Alcalá de Henares, 10/03/2008
La colaboración ciudadana es uno de los ejes fundamentales en la lucha contra los incendios forestales en la Región de Madrid, según se desprende del estudio sobre los “Incendios Forestales en la Comunidad de Madrid en 2007” realizado por la Consejería de Presidencia e Interior.

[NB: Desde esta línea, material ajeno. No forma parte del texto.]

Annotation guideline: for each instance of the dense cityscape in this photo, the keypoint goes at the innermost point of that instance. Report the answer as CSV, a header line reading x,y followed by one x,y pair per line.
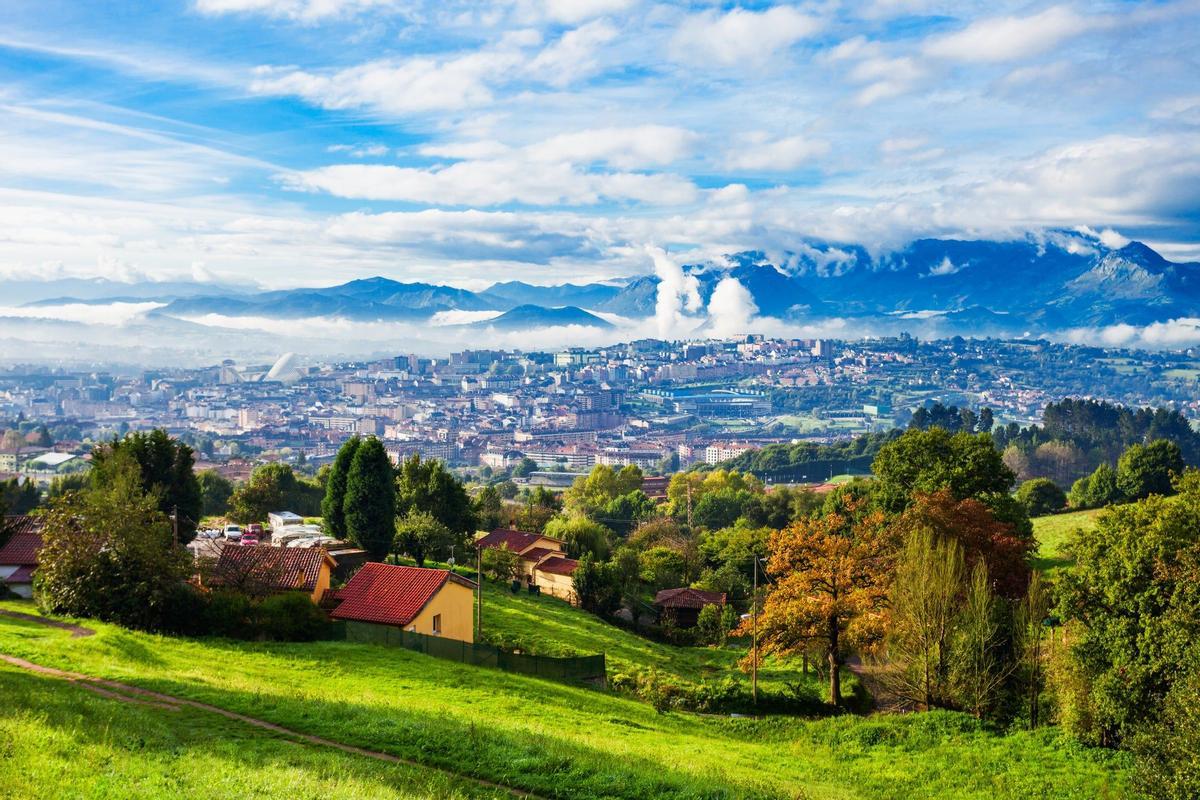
x,y
661,405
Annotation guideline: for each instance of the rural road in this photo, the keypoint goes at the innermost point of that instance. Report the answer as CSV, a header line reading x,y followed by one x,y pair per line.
x,y
127,693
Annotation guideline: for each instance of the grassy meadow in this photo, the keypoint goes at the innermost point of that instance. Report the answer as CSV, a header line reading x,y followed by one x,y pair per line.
x,y
549,626
552,739
1054,533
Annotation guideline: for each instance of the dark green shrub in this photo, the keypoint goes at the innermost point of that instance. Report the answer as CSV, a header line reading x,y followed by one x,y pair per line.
x,y
229,614
185,611
291,617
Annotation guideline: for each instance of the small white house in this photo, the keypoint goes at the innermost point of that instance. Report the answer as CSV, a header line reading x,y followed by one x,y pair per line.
x,y
280,519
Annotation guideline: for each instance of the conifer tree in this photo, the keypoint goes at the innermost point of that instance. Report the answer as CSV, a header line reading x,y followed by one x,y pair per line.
x,y
333,506
370,504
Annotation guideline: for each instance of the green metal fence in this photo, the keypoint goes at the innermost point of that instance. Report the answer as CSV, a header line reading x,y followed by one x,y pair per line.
x,y
481,655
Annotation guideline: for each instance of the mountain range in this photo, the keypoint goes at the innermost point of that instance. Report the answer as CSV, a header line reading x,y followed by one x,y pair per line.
x,y
1044,284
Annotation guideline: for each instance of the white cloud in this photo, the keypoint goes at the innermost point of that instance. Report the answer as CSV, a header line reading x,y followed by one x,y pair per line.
x,y
359,150
576,11
678,295
946,268
492,182
301,10
903,144
757,151
395,86
731,308
1005,38
739,35
573,56
628,148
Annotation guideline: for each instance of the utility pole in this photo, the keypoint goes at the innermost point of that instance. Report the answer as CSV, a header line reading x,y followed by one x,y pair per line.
x,y
754,617
479,593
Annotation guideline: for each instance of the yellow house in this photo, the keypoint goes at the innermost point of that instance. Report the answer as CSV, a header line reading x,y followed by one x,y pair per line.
x,y
543,560
433,602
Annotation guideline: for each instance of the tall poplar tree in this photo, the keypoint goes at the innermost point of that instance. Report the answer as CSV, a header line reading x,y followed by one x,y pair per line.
x,y
333,506
370,504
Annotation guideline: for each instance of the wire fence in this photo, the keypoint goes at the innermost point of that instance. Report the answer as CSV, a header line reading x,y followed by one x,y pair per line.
x,y
480,655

A lo largo del pasado año, los madrileños alertaron, a través del teléfono único de emergencias, 112, de casi el 60% de los incendios que se declararon en el terreno forestal. La rápida intervención de los medios de extinción es fundamental para impedir que los incendios progresen, y ello depende, a su vez, del rápido aviso que, en un alto porcentaje, arranca en los propios ciudadanos madrileños.
Todas las llamadas recibidas a través del 112 sobre posibles incendios forestales son comprobadas por los medios dispuestos por el Cuerpo de Bomberos de la Comunidad de Madrid. Para esta función, la red de vigilancia forestal se muestra como una herramienta básica en las labores de detección y localización del incendio.
Así, una vez recibida la llamada, esta red comprueba siempre si responde a un incendio real o simplemente a una falsa alarma y, en el primer caso, desde los puntos de observación de la red se concreta el lugar exacto del incendio, se facilitan datos sobre los accesos más rápidos y se da información sobre las condiciones meteorológicas que pueden dificultar o ayudar en las labores de extinción.
En 2007 se puso en marcha, de manera experimental, la vigilancia móvil nocturna en los terrenos forestales de la Comunidad de Madrid, que supuso dividir la región en cinco áreas para patrullar según rutas preestablecidas.
Entre las actividades desarrolladas, destaca la vigilancia de fuegos artificiales propios de las festividades locales (que pueden provocar incendios forestales); prácticas tradicionales de hogueras en fechas señaladas (como la noche de San Juan); vigilancia de zonas con riesgo de fuego por actividades diarias (quemas controladas o vertederos, como ejemplos); y sobre todo, comprobación de que no se reavivaran incendios en zonas siniestradas.